Understanding responsive mobile & tablet design
Overview
Daniel Scott
Founder of Bring Your Own Laptop & Chief Instructor
instructorI discovered the world of design as an art student when I stumbled upon a lab full of green & blue iMac G3’s. My initial curiosity around using the computer to create ‘art’ developed into a full-blown passion, eventually leading me to become a digital designer and founder of Bring Your Own Laptop.
Sharing and teaching are a huge part of who I am. As a certified Adobe instructor, I've had the honor of winning multiple Adobe teaching awards at their annual MAX conference. I see Bring Your Own Laptop as the supportive community I wished for when I was first starting out and intimidated by design. Through teaching, I hope to bring others along for the ride and empower my students to bring their stories, labors of love, and art into the world.
True to my Kiwi roots, I've lived in many places, and currently, I reside in Ireland with my wife and kids.

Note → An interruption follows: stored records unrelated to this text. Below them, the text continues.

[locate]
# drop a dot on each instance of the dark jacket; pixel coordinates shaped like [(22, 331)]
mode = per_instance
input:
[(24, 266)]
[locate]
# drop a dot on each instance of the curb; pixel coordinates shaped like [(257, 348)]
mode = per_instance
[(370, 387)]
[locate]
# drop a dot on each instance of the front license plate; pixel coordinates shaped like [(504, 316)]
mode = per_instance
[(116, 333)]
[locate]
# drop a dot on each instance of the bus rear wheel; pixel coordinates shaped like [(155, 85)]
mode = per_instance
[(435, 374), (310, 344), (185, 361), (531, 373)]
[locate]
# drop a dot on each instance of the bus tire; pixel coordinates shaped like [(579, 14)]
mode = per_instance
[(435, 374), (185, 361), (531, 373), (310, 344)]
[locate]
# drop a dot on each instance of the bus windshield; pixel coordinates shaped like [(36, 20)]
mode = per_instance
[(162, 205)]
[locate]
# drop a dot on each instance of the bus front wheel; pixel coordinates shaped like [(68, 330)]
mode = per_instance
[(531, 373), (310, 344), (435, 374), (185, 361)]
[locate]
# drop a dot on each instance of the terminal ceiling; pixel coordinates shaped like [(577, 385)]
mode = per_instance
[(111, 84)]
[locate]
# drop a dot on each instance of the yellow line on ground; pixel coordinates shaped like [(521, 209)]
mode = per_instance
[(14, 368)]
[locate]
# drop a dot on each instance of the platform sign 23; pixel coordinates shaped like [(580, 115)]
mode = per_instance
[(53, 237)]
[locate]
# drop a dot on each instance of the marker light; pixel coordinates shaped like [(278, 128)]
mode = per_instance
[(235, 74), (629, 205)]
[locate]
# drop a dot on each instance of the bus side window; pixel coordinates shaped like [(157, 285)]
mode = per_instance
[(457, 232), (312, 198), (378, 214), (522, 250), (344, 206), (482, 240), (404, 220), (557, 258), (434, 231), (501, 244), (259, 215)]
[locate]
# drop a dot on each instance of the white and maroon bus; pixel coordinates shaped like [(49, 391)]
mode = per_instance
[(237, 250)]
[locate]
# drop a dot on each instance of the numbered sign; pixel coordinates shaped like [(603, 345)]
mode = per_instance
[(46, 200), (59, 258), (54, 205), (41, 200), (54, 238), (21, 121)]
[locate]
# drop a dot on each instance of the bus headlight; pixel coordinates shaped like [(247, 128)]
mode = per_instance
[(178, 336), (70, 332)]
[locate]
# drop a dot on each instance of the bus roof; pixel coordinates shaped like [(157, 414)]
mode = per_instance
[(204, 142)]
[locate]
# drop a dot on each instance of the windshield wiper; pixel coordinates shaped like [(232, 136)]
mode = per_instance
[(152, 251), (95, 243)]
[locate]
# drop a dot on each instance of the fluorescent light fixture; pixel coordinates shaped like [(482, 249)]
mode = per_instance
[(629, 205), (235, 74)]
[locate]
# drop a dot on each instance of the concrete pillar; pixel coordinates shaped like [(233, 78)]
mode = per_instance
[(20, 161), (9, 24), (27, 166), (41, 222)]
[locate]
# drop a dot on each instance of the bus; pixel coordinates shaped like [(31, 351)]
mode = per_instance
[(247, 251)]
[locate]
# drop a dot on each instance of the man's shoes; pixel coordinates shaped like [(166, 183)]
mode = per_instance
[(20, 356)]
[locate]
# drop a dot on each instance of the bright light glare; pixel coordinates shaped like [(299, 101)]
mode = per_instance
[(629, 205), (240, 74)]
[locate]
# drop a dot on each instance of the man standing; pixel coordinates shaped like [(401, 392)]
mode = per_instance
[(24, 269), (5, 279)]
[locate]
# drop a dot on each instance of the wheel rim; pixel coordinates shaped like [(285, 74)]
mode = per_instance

Responsive Web Design is a way to change your website depending on the browser size. Now I’m showing here Smashing Magazine. Smashing Magazine is a website that I read a lot and I really like the effort they went into to redesign the different pages depending on the browser size. So at the moment we’re looking at it as you would on say a really big screen say, like an iMac or 4K monitor or something really big and high definition.
You can see there’s a nav on the left, a subnav, our main content and some ads. But once I get smaller, say down to a regular desktop view, can you see it changes? It goes down to this navigation here, our main content and ads but it gets smaller, say down to a tablet view it changes quite a bit, ditches the ads, the navigations become a bit smaller, this is along the top here now, but if I go down even smaller, down to the mobile view, okay, things change quite a bit again.
Now what you need to take from that is when you’re designing Photoshop, Photoshop is a static medium. It not a scaleable, stretchy one like what you can get when its finally put out as a website. So the trick for designers is when mocking up a prototype in Photoshop is that you’ll need to design the different views so that when you hand it over to the developer they know what the site does when it gets down to mobile.
What happens when the menu is in tablet view – all those sorts of questions need to be answered in your mock-up. What you don’t want is loads of questions back and forth between you and the developer trying to answer questions that should have been fleshed out in the concept stage and that is a quick introduction to responsive web design.